Artwork Information

  • Title:

    Toledo Bridge

  • Artist:

    Lawson, Ernest

  • Artist Bio:

    American, 1873–1939

  • Date:

    about 1916–20

  • Medium:

    Oil on canvas

  • Dimensions:

    20 x 24 in.

  • Credit Line:

    Wichita Art Museum, Roland P. Murdock Collection

  • Object Number:

    M34.42

  • Display:

    Not Currently on Display


About the Artwork

Lawson was the only member of The Eight to paint pure landscapes. In 1916 Lawson and his family vacationed in Spain. His daughter has added significant information to that brief episode in his career: ” ‘We met the Kuehnes and Father and Max fixed up a studio in the basement, just off the garden terrace, where they spent hours grinding pigments and making their own materials …. Father did a good many paintings in and around Segovia and Toledo and we made frequent trips by donkey into the nearby countryside.’ “1

Toledo Bridge displays Lawson’s personal view of Impressionism with a harmoniously rich surface and a value range unlike that of any other follower of that tradition. The vibrant surfaces of Lawson’s canvases once prompted a critic to question if the artist’s palette was made of ‘crushed jewels.’ Lawson’s technique has been well analyzed by the Berry-Hills: “His layer upon layer of glistening oil paint does not disguise any precise compositional devices; he painted landscape for landscape’s sake, as though every canvas was a spontaneous study of color-in-landscape and texture-in-landscape. His color, molded into a rich mass on his palette, is vivid, applied with knife, brush, and even thumb. It was as though he was virtually sculpting his paint with color on color, over and over again. His method of scraping and manipulating his paint is personal, adapted to accord with his theme.

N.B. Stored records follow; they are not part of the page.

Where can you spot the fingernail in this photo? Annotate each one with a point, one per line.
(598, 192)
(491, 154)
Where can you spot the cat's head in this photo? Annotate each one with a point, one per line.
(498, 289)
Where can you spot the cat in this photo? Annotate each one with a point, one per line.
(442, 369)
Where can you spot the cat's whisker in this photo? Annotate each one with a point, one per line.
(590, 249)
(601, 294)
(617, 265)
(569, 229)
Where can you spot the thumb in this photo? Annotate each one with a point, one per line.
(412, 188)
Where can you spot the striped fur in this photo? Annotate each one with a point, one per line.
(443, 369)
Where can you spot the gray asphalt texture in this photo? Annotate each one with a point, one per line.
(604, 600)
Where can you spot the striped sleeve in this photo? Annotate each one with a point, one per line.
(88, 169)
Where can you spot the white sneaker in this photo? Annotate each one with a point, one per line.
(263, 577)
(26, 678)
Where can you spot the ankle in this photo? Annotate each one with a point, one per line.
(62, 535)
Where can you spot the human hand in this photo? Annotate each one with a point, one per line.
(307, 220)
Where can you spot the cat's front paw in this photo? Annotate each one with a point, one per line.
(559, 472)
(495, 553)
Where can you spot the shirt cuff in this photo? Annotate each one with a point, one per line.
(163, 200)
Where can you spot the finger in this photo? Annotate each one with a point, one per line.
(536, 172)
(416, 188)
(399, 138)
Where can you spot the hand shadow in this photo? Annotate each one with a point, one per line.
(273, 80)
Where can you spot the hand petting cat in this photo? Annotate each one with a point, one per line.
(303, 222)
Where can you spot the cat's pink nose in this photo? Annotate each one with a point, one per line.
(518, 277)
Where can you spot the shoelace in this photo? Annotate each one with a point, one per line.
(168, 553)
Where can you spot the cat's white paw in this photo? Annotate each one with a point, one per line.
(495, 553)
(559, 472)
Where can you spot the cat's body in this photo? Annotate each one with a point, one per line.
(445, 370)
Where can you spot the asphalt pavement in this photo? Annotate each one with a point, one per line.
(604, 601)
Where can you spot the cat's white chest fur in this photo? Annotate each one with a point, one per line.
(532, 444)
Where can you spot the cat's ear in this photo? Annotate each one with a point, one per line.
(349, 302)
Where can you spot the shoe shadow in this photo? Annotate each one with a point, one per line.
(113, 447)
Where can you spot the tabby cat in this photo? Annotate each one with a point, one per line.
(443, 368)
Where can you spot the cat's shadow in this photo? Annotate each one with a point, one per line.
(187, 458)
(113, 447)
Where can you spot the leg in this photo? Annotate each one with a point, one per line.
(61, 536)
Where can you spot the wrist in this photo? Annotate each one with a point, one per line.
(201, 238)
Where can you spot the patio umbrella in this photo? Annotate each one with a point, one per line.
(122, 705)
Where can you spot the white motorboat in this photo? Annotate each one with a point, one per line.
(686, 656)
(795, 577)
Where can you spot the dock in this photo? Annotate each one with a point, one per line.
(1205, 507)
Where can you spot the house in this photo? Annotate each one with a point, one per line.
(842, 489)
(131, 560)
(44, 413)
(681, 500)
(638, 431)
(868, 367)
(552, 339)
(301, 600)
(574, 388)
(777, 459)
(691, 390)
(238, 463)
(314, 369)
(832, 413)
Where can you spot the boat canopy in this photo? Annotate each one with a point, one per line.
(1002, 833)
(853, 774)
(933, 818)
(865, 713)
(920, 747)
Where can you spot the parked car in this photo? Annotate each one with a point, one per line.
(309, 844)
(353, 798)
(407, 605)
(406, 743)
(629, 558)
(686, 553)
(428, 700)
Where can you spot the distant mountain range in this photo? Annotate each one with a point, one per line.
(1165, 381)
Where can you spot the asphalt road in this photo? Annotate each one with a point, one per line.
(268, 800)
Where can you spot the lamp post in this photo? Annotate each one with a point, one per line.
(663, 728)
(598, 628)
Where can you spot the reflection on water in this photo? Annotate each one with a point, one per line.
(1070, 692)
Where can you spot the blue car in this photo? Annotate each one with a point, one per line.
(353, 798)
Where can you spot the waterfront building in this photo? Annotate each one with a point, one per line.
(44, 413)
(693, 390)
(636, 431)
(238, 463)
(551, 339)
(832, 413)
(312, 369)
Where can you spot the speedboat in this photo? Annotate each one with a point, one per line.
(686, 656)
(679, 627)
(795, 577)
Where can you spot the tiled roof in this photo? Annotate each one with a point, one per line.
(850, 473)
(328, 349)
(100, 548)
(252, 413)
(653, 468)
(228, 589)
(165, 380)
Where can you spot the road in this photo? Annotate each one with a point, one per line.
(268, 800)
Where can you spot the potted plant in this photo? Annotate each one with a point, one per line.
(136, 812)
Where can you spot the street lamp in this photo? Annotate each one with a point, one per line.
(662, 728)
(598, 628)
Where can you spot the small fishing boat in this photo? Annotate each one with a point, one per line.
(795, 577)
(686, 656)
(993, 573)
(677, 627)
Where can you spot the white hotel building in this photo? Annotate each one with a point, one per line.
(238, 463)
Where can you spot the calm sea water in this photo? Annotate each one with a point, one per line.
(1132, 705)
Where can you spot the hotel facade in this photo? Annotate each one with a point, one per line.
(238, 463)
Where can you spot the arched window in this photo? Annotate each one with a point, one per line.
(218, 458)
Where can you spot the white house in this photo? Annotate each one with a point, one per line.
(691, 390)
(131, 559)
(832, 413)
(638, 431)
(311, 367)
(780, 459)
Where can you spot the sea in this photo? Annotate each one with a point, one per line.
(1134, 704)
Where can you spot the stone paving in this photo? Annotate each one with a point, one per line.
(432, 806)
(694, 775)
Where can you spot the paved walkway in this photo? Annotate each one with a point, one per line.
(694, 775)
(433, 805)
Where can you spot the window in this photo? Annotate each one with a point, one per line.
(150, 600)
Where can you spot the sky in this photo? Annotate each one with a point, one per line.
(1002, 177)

Some summer surfaces actually sing with color and glow with luminous iridescence, comparable with that of brilliant enamel.

A story is told that a sculptor, enamored with the solidity of Lawson’s paintings remarked humorously: ‘If you don’t mind, I should like to come around one day and make myself a cast of it.’ “2 The last comment recalls that Lawson, like Cйzanne who obviously influenced him, consciously attempted to recapture the solidity lost in Impressionism. The painting is illustrated (no. 52) in the Berry-Hill’s text under the title The Alcantra, Toledo. The receipted voucher of June 3, 1942, from the Milch Galleries gives the title as Toledo Bridge.

Ernest Lawson was born in Halifax, Nova Scotia. After living in Kansas City and Mexico City, Lawson came to New York in 1891, where he studied at the Art Students League, later continuing his studies at Cos Cob, Connecticut, with John Twachtman and J. Alden Weir. Although he traveled to a considerable extent in this country and in France, most of his work was produced in New York City around the Harlem River and in upper Manhattan.

1. Henry and Sidney Berry-Hill, Ernest Lawson- American Impressionist, 1873-1939, F. Lewis, Publishers, Ltd., Leigh-On-Sea, England, 1968, p.36.